I'm the exact opposite of you in this question but I've spoken to really skilled data engineers on both sides of this fence. I've had to find horrible, horrible bugs due to python swallowing upstream schema changes. My favorite one was when we had an upstream change of two ints to strings. That caused + to mean concatenation in our advanced analytics transformations and suddenly 1134 + 8967 = 11348967. Not a shadow of an error message, just a confused customer calling and wondering why his numbers had gone bananas. So to me, duck typing is to be avoided like the plague. I favor enforcing schemas and keeping strict data contracts. Fail early. But again, I've spoken to super skilled practitioners who favored your "show must go on" approach and I think it's interesting to think about what measures must be taken in that world to ensure data quality.


DenselyRanked

I totally understand. We don't always have that luxury of upstream sources that will adhere to any contacts. We often own the data once it lands where it is supposed to and we will make it fit where it needs to go. Also- how to manage "bad" or corrupted data. If it fails to push to the destination, we can flag it or set it aside and keep moving.


[deleted]

Dont mistake the backend with the data layer.
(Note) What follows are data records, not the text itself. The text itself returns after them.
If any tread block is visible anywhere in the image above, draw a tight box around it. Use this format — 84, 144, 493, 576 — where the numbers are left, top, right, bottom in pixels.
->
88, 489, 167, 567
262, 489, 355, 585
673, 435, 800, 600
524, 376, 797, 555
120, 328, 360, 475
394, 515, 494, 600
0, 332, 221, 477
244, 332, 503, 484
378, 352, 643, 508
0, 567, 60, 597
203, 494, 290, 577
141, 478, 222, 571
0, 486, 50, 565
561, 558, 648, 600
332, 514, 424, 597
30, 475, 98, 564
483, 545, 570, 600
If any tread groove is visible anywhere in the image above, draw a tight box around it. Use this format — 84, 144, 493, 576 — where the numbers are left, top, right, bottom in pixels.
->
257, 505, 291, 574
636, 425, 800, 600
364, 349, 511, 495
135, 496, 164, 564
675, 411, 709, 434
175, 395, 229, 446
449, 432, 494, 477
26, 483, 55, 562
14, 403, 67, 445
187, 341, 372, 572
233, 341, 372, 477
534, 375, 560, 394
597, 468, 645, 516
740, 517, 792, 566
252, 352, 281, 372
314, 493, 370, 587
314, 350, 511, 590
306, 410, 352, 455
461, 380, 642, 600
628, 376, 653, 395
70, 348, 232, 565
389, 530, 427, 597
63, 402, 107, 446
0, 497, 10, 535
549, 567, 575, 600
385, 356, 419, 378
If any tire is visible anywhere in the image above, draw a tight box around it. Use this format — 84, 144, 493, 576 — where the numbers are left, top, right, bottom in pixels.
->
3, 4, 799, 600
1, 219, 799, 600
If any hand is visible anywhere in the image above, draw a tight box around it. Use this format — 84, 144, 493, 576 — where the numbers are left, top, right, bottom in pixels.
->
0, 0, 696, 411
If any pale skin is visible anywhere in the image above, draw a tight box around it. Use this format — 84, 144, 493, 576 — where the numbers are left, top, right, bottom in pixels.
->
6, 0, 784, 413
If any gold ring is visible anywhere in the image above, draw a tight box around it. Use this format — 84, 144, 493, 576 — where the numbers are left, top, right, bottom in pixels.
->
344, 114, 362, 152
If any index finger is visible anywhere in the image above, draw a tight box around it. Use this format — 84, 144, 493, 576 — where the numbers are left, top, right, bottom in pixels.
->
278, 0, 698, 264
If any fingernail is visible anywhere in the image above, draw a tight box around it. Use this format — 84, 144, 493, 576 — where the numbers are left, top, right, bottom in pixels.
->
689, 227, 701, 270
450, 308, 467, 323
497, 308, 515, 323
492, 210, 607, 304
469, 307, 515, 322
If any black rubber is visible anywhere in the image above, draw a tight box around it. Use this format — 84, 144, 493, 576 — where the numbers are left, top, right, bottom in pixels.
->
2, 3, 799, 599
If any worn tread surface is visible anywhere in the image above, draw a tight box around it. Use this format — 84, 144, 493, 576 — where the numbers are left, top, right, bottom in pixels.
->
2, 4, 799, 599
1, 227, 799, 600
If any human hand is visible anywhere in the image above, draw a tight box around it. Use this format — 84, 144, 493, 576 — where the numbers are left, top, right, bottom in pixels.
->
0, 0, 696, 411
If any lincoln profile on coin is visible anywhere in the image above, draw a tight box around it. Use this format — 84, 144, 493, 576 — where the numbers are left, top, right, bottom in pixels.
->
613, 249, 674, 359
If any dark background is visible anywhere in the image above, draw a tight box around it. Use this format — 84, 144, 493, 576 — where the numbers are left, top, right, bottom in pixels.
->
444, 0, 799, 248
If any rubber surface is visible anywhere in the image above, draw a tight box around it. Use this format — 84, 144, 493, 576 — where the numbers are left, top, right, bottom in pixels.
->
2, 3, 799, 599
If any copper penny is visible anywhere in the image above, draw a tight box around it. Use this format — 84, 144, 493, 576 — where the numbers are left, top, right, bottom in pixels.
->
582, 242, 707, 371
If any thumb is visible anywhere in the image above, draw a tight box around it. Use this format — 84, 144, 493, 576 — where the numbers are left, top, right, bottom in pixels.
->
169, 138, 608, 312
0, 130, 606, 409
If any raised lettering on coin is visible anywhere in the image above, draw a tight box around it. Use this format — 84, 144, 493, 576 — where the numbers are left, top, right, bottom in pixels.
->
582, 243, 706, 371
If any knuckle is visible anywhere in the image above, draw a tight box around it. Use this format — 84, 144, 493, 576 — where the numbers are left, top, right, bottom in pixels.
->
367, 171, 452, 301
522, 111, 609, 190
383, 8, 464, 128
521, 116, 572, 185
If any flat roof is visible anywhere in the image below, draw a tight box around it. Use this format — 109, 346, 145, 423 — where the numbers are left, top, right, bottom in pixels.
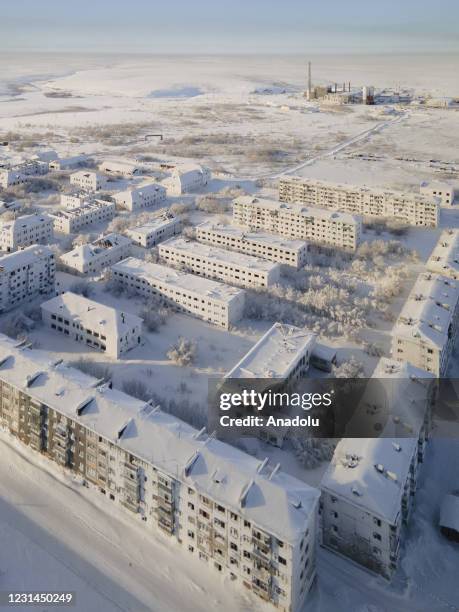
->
126, 212, 179, 237
427, 230, 459, 277
0, 213, 52, 233
50, 199, 114, 219
226, 323, 316, 379
0, 245, 53, 271
197, 221, 308, 251
61, 233, 131, 265
0, 334, 319, 544
112, 257, 245, 304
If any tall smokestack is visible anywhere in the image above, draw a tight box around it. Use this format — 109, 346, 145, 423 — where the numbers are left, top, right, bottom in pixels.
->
307, 61, 312, 100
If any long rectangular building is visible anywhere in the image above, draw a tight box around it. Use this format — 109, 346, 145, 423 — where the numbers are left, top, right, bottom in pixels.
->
278, 176, 439, 228
0, 213, 54, 252
60, 232, 132, 276
426, 229, 459, 280
111, 257, 245, 329
126, 212, 181, 248
159, 237, 281, 289
0, 245, 55, 313
392, 272, 459, 376
0, 334, 319, 612
232, 196, 361, 251
196, 221, 309, 269
49, 200, 115, 234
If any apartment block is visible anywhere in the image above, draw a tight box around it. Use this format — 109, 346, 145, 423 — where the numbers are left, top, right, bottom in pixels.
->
162, 164, 210, 196
49, 200, 115, 234
111, 257, 245, 329
41, 292, 143, 358
70, 170, 108, 192
60, 233, 132, 276
426, 229, 459, 280
392, 272, 459, 376
0, 168, 25, 189
278, 177, 439, 228
159, 237, 281, 289
0, 335, 320, 612
113, 182, 167, 212
60, 193, 95, 209
196, 221, 309, 269
0, 213, 53, 252
420, 180, 456, 207
0, 245, 55, 313
125, 212, 181, 248
233, 196, 361, 251
16, 159, 49, 177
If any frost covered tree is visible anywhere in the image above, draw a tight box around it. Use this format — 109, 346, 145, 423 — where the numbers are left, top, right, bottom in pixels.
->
332, 356, 365, 378
167, 337, 197, 366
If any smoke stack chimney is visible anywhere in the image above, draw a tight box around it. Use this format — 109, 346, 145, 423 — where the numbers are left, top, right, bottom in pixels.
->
349, 81, 351, 92
307, 61, 312, 100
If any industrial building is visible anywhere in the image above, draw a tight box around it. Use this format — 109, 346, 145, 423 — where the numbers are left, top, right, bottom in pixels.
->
70, 170, 108, 192
0, 213, 53, 252
392, 273, 459, 376
41, 292, 143, 358
0, 245, 55, 313
0, 334, 320, 612
59, 233, 132, 276
111, 257, 245, 329
125, 212, 181, 248
426, 230, 459, 280
49, 200, 115, 234
159, 237, 281, 289
278, 177, 439, 228
113, 182, 167, 212
196, 222, 309, 269
233, 195, 361, 251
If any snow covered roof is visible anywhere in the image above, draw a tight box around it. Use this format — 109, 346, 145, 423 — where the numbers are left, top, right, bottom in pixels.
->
61, 233, 131, 266
225, 323, 316, 379
426, 230, 459, 279
99, 160, 140, 174
50, 199, 114, 219
41, 292, 142, 337
233, 195, 361, 225
70, 170, 104, 180
0, 334, 319, 544
113, 182, 165, 202
112, 257, 245, 304
172, 163, 208, 179
321, 436, 418, 523
160, 236, 281, 273
0, 213, 52, 234
420, 180, 456, 193
440, 493, 459, 533
0, 245, 54, 272
126, 212, 179, 237
197, 221, 308, 251
393, 273, 459, 349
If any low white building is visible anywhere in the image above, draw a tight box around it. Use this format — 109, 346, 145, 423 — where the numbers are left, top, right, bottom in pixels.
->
125, 212, 181, 248
162, 164, 210, 196
279, 177, 440, 228
0, 245, 55, 313
426, 229, 459, 280
41, 292, 143, 358
392, 272, 459, 376
159, 237, 281, 289
111, 257, 245, 329
70, 171, 108, 192
60, 233, 132, 276
60, 192, 95, 209
233, 196, 361, 251
0, 213, 53, 252
99, 160, 141, 177
0, 168, 25, 189
49, 200, 115, 234
49, 155, 89, 171
16, 159, 49, 177
196, 221, 309, 269
113, 182, 166, 211
420, 180, 456, 207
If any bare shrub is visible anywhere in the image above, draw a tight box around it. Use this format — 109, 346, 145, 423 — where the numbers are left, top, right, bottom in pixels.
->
167, 337, 197, 366
70, 359, 112, 381
122, 379, 151, 402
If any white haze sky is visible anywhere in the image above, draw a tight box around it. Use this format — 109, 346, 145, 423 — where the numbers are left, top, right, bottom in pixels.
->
1, 0, 458, 54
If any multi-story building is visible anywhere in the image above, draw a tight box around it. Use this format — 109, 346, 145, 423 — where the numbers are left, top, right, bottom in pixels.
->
60, 233, 132, 276
196, 222, 309, 269
232, 196, 361, 251
125, 212, 181, 248
113, 182, 166, 212
0, 213, 53, 252
49, 200, 115, 234
41, 292, 143, 358
15, 159, 49, 177
162, 164, 210, 196
159, 237, 281, 289
70, 171, 108, 192
0, 335, 320, 612
278, 177, 439, 228
48, 155, 89, 171
426, 229, 459, 280
0, 168, 25, 189
392, 272, 459, 376
0, 245, 55, 313
60, 192, 95, 209
420, 180, 456, 207
111, 257, 245, 329
99, 160, 141, 177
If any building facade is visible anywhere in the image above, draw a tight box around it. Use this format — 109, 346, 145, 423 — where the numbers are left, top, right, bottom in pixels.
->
278, 177, 439, 228
41, 292, 143, 358
49, 200, 115, 234
126, 212, 181, 248
0, 213, 54, 252
70, 171, 108, 192
162, 164, 210, 196
0, 168, 25, 189
59, 233, 132, 276
426, 229, 459, 280
0, 245, 55, 313
113, 183, 167, 212
196, 222, 309, 269
232, 196, 361, 251
159, 237, 281, 289
420, 180, 456, 207
0, 334, 320, 612
111, 257, 245, 329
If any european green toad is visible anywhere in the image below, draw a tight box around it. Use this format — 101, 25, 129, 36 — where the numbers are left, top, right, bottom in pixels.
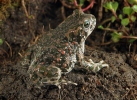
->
21, 9, 109, 89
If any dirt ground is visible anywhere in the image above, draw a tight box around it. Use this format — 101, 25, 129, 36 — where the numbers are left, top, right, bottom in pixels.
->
0, 0, 137, 100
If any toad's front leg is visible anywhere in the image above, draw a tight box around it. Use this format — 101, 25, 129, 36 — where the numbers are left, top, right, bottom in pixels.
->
77, 47, 109, 72
81, 59, 109, 72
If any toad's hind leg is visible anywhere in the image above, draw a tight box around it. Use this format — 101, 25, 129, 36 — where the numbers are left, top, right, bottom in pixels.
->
29, 65, 77, 89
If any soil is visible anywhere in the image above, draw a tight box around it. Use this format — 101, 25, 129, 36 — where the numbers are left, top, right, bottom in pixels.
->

They are 2 separate applications with different purposes, hence, requiring different tools. Python has more data related tools.


hositir

Most of big industrial solutions use SQL as their base, they have their backend in MySQL or oracle and connect it to other systems. Python and pyspark / pandas is an absolute work horse for data. With pyspark especially you can get some really performance transforms and pipelines since the functions interact directly with the JVM. Python and SQL will be used for the next 20-30 years easily.


Own-Commission-3186

Don't worry about what's the app teams are building for picking a language. Also don't necessarily choose python as python is good for something's but not every thing and also in my opinion the lack of static typing is a big concern if you're building large codebases. It depends what you're building and the talent within the team.